Sweeney si voltò e si trovò davanti le spesse lenti che riparavano gli occhi di Greene e li rendevano così grossi e impressionanti.
Sorrise. — Ehi, Doc. Volete bere?
— Ho già bevuto al tavolo. Nick sta difendendomi due sedie. Venite con me.
Sweeney lo seguì a un tavolo d’angolo, portandosi dietro il suo bicchiere. Nick, in piedi accanto a loro, lo salutò e se ne andò per le sue faccende. Sweeney e Greene si sedettero.
— Trovato qualcosa? — domandò Greene.
— Forse. Non so ancora. Domani butterò fuori un grosso colpo; uno dei più grossi che si siano visti.
— Al di fuori degli assassinii di questi giorni.
— Forse più grosso.
— Sarebbe inutile chiedervi che cos’è, immagino.
— Voi ne avete già saputo qualcosa, Doc. Ma state allegro: entro dodici ore sarà per tutta la città.
— Lo aspetterò sveglio. Sono sempre preoccupato per Iolanda. Perciò spero che veramente voi abbiate scoperto qualcosa. — Si tolse gli occhiali e li pulì con cura, e Sweeney, osservandolo, notò che senza di essi cambiava espressione: appariva veramente preoccupato e stanco. E, quel che era più strano, appariva umano. Sweeney, quasi (non del tutto, ma quasi), desiderò non avere spedito a New York quei cento dollari.

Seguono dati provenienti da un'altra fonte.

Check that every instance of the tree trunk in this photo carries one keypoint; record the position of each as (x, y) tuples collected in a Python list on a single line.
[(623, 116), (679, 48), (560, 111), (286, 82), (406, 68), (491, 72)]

Doc Greene rimise gli occhiali sul naso e fissò Sweeney attraverso le lenti, con gli occhi tornati enormi. Sweeney decise che quei dollari erano stati ben spesi.
— Nel frattempo — disse Greene — Sweeney, prendetevi cura di voi.
— Lo farò. C’è qualche motivo speciale?
Greene sogghignò. — Sì, per il mio bene. Da quando l’altra sera ho perduto la pazienza e ho parlato chiaro, l’ispettore Bline mi tiene d’occhio: pare che abbia preso sul serio il mio piccolo sfogo.
— È nel giusto?
— Mah… sì e no. In quel momento mi avevate esasperato e credo di aver parlato con convinzione. Ma, naturalmente, dopo averci riflettuto a freddo, ho giudicato di essere stato uno sciocco. Parlando in quel modo, ho compiuto proprio l’atto che vi mette al sicuro da me. Se mai decideste di uccidere un uomo, Sweeney, non andatelo ad annunciare alla polizia sperando di farcela lo stesso.
— Allora perché mi avete avvertito di badare a me stesso?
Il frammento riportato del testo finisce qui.